Larceny, it seems runs in the family but Arlen’s crimes have been far more severe, ruining relationships and causing heartache wherever he’s set foot as Mercer meets a pot-smoking hippie played by Judy Greer, a former jailbird played by Maura Tierney and many others riding all the way from Oregon through Nevada, California, and ultimately ending up in Ensenada, Mexico.

Mercer takes advantage of the gift of close proximity when chasing the rumor that Arlen has wound up in Reno to look up an old middle-school classmate and crush named Joley, played by Jena Malone. Getting sidetracked by the flirtatious, sexually confident, and manipulative Joley who teases him into submission with ecstasy and her feminine wiles before endangering Mercer when she invites other men along, Mercer soon comes to realize that the girl he’s pining for isn’t the one for whom he’d carried a torch all those years ago but the one taking his calls back in Oregon.

When she shows up later on and is identified as a slightly older local girl he barely knew named Kate, Deschanel and Pucci elevate a film that had begun spiraling out of control with one odd adventure after the next (including meeting a creepy would-be adult filmmaker who exploits teenagers and one too many warnings about Arlen) into something genuinely touching and emotionally rich.

Additionally it offers a great contemporary soundtrack as well as music by M. Ward who has joined forces with Deschanel off camera to form the band She & Him. Including some impressive craftsmanship including an overwhelming homage to the French New Wave (especially evidenced in a scene taken right out of Godard’s Band of Outsiders), it’s the type of film sure to gain instant fans in those who latched onto Braff’s Garden State, provided they seek it out when it hits DVD shelves on 10/21.

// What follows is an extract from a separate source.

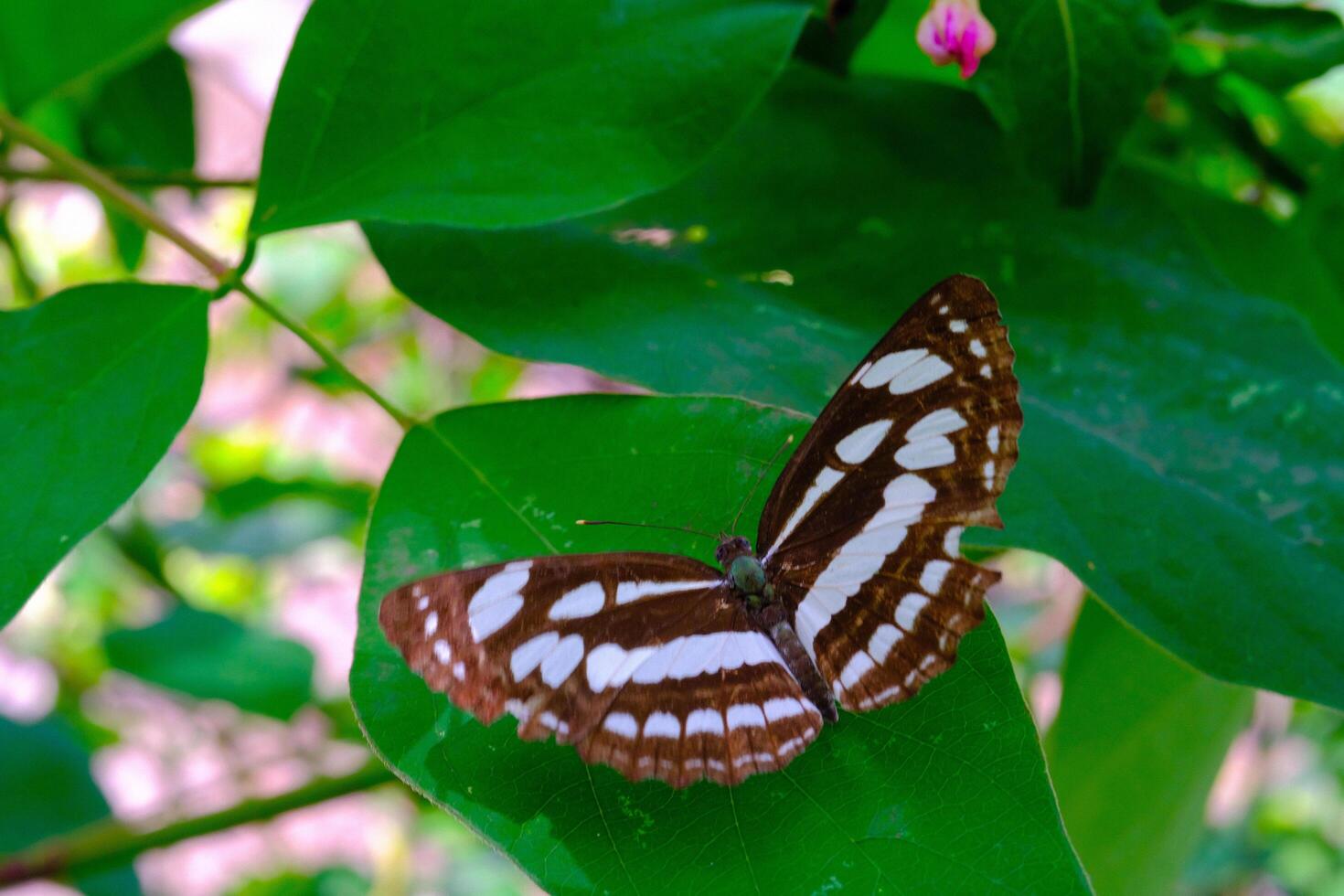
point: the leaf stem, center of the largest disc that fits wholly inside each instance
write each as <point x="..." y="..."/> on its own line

Featuring filmmaker commentary, exclusive interviews, and other behind the scenes bonus footage, the film’s DVD release from Peace Arch Entertainment taps right into its target demographic by including not just a Digital Copy of the film for your PC, Mac, iPod, iPhone, or other portable device but also access to an exclusive free download of a musical track by Ward and Deschanel’s band She & Him.

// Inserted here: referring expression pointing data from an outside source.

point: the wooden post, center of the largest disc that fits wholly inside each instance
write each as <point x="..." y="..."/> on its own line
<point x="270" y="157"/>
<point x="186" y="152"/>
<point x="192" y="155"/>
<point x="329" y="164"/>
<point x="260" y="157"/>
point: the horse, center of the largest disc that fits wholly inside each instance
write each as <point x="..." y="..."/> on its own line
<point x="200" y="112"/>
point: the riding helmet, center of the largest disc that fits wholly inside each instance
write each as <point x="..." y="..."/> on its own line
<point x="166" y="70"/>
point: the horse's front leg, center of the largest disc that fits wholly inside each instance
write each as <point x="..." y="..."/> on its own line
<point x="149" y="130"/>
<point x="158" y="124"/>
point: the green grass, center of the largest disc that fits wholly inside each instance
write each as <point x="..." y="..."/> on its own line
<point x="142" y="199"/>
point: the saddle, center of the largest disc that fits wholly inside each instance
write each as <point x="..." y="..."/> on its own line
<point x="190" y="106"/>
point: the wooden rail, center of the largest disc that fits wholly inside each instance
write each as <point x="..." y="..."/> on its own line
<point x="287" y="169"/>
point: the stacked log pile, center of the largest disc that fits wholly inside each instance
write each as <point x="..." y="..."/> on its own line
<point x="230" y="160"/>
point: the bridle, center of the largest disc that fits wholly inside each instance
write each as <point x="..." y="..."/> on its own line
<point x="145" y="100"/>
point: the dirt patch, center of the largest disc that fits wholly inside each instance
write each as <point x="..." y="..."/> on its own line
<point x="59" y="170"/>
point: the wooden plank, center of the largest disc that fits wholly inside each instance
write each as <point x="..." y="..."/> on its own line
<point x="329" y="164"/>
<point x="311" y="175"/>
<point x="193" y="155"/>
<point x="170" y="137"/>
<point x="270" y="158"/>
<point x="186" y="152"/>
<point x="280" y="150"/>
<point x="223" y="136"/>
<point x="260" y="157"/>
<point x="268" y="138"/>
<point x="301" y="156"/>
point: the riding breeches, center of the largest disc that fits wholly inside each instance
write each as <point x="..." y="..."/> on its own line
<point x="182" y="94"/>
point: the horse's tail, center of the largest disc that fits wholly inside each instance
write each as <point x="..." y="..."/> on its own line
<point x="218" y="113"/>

Beautifully shot completely in sequence as a “creative decision” so that all would need to “go on the trip”—the film wears its high style and artistry proudly from its USC-educated and George Lucas in Love award-nominated helmer Hynes in some of the earliest scenes as Mercer imagines what the girl on the other end of the phone looks like and then pictures her riding along in the backseat.

Despite his admission that he isn’t religious and “given the fairly raw language and sexuality,” Hynes doesn’t quite get why it’s being labeled as such but noted that Christian seminary students who attended “one of the Sundance screenings… were intrigued by the threads of [what they assumed were] spiritual confusion that run through [the] road trip.”

Likewise I agreed with Hynes, feeling that-- no matter how outrageous and highly unbelievable the situations were throughout the film from asking us to buy into its laid-back negotiation to car theft early on-- it’s a relatable, nonreligious road movie that taps right into its 18- to 24-year-old target demographic of trying to discover just who they are, what’s important, and whom they’d like to invite with them along the way. Although, speaking as someone whose car has been broken into before, I can’t stress enough the importance of leaving thievery in the movies where it belongs as that’s not the world’s best conversation starter when you meet someone new in the real world.